Las lágrimas de San Lorenzo

Perseidas. Alguna noche de verano de 1998.

Recuerdo aquellas noches de verano frescas, por no decir frías. Recuerdo cómo nos alejábamos del pueblo con ilusión. Abrían paso en la noche oscura los hombres -no fuera a haber algún desalmado en mitad de la nada-, les seguían las filas de mujeres, madres y abuelas, que se aventuraban a abandonar la puerta de casa en largas hileras, cubriendo de lado a lado la calzada de la derrotada carretera del pinar.

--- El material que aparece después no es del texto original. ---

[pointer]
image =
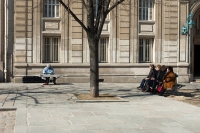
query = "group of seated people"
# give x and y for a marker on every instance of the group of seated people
(161, 75)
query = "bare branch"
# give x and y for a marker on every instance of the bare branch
(113, 6)
(73, 15)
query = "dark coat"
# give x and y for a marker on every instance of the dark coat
(161, 76)
(170, 79)
(152, 74)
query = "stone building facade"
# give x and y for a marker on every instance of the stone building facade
(146, 32)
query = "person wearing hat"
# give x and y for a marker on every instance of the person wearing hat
(49, 70)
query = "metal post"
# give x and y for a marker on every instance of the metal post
(5, 39)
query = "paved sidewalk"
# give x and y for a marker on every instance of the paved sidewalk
(51, 109)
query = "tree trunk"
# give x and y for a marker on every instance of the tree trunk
(94, 68)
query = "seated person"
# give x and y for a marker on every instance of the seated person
(168, 80)
(158, 74)
(49, 70)
(150, 79)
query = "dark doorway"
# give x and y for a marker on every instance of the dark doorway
(197, 60)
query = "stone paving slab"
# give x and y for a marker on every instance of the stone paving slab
(7, 120)
(53, 109)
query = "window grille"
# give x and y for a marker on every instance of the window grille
(145, 50)
(103, 50)
(146, 9)
(51, 49)
(51, 8)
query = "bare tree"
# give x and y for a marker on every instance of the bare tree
(93, 29)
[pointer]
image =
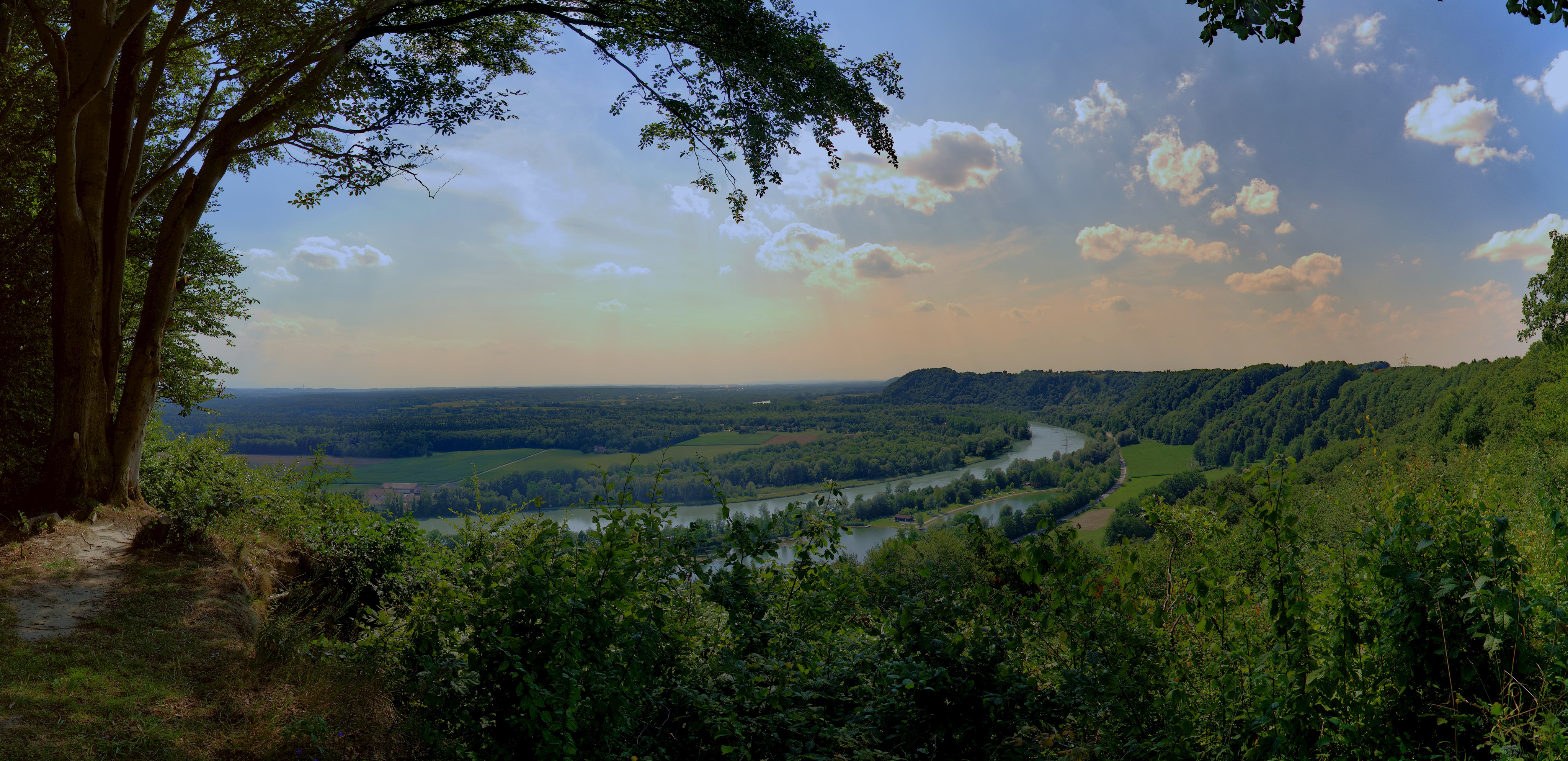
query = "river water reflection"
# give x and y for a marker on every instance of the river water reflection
(1045, 440)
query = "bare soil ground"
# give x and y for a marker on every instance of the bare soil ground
(80, 564)
(109, 652)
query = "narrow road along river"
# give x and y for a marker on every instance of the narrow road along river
(1045, 440)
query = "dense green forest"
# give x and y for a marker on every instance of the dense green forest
(1396, 595)
(413, 423)
(1243, 416)
(888, 443)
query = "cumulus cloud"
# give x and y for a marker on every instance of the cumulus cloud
(1363, 30)
(1312, 270)
(1090, 114)
(1178, 167)
(935, 160)
(325, 253)
(828, 263)
(1553, 84)
(747, 230)
(1114, 305)
(611, 269)
(1531, 247)
(689, 200)
(1109, 241)
(1322, 317)
(1258, 198)
(1020, 314)
(278, 275)
(1452, 118)
(1490, 297)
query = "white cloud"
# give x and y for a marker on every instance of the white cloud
(1322, 317)
(824, 256)
(1531, 247)
(611, 269)
(689, 200)
(1452, 118)
(1362, 29)
(1553, 85)
(1177, 167)
(935, 160)
(1114, 303)
(1490, 297)
(1366, 29)
(278, 275)
(1312, 270)
(1018, 314)
(325, 253)
(745, 230)
(1258, 198)
(1109, 241)
(1090, 114)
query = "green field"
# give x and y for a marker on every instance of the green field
(446, 466)
(1133, 489)
(1155, 459)
(727, 439)
(1150, 463)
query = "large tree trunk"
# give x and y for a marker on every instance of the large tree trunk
(93, 176)
(142, 377)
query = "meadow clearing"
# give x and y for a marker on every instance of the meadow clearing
(454, 466)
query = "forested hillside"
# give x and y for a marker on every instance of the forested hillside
(410, 423)
(1241, 416)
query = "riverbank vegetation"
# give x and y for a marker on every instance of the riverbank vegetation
(1404, 602)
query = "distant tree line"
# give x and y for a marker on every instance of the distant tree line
(1080, 475)
(1243, 416)
(347, 427)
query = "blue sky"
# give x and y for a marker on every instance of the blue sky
(1083, 186)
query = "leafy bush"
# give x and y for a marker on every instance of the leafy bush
(192, 481)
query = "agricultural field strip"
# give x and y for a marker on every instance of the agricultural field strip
(443, 468)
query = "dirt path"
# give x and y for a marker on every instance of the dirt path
(79, 565)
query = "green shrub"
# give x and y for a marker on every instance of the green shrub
(193, 481)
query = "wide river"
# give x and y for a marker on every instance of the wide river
(1045, 440)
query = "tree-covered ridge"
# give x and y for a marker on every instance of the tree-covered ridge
(412, 427)
(1241, 416)
(896, 443)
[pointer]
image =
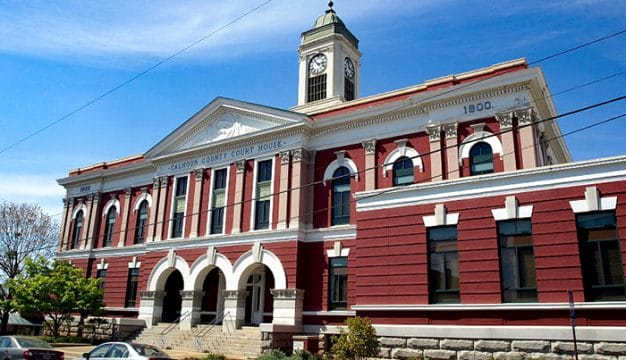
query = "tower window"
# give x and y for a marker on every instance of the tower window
(317, 88)
(348, 89)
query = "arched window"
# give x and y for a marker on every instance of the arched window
(403, 171)
(341, 196)
(108, 228)
(481, 159)
(78, 229)
(142, 220)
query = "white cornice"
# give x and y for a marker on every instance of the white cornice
(542, 178)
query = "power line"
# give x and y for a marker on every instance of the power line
(135, 77)
(383, 191)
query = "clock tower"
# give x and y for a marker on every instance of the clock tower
(329, 71)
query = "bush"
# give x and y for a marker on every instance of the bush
(359, 342)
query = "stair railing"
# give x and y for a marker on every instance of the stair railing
(171, 327)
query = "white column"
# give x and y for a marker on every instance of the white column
(370, 164)
(452, 150)
(241, 167)
(434, 135)
(283, 189)
(125, 214)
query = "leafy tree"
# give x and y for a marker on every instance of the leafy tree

Los jóvenes -adolescentes por aquella época- nos escabullíamos hacia delante en la oscuridad, bloqueando el camino a ninguna parte. Una cabeza en el regazo, otra en la pierna derecha y otra en la izquierda. Así, formando un puzle viviente, quedábamos tendidos en la carretera a la altura de las básculas. Mirando al cielo, pensando en el siguiente deseo, repitiéndolo una y otra vez en el subconsciente; no fuera a ser que la próxima estrella pasase tan rápido que no nos diera tiempo a susurrarlo.

Se acercaban las hileras de mujeres por la carretera. Nos levantábamos ansiosos pensando en el siguiente deseo; no fuera a ser que la oportunidad de susurrarlo se perdiera con una estrella atravesando el cielo en ese momento. Pasaban las mujeres mirando hacia arriba, agarradas unas a otras para no caerse, por la carretera abandonada.

Volvíamos a tumbarnos en la oscuridad. De nuevo, mi cabeza sobre una pierna, una cabeza en mi regazo, otra en el hombro. Y en las dos piernas. Mirábamos al cielo y pensábamos el siguiente deseo. Y así, en buena compañía, intentábamos secarle las lágrimas a San Lorenzo.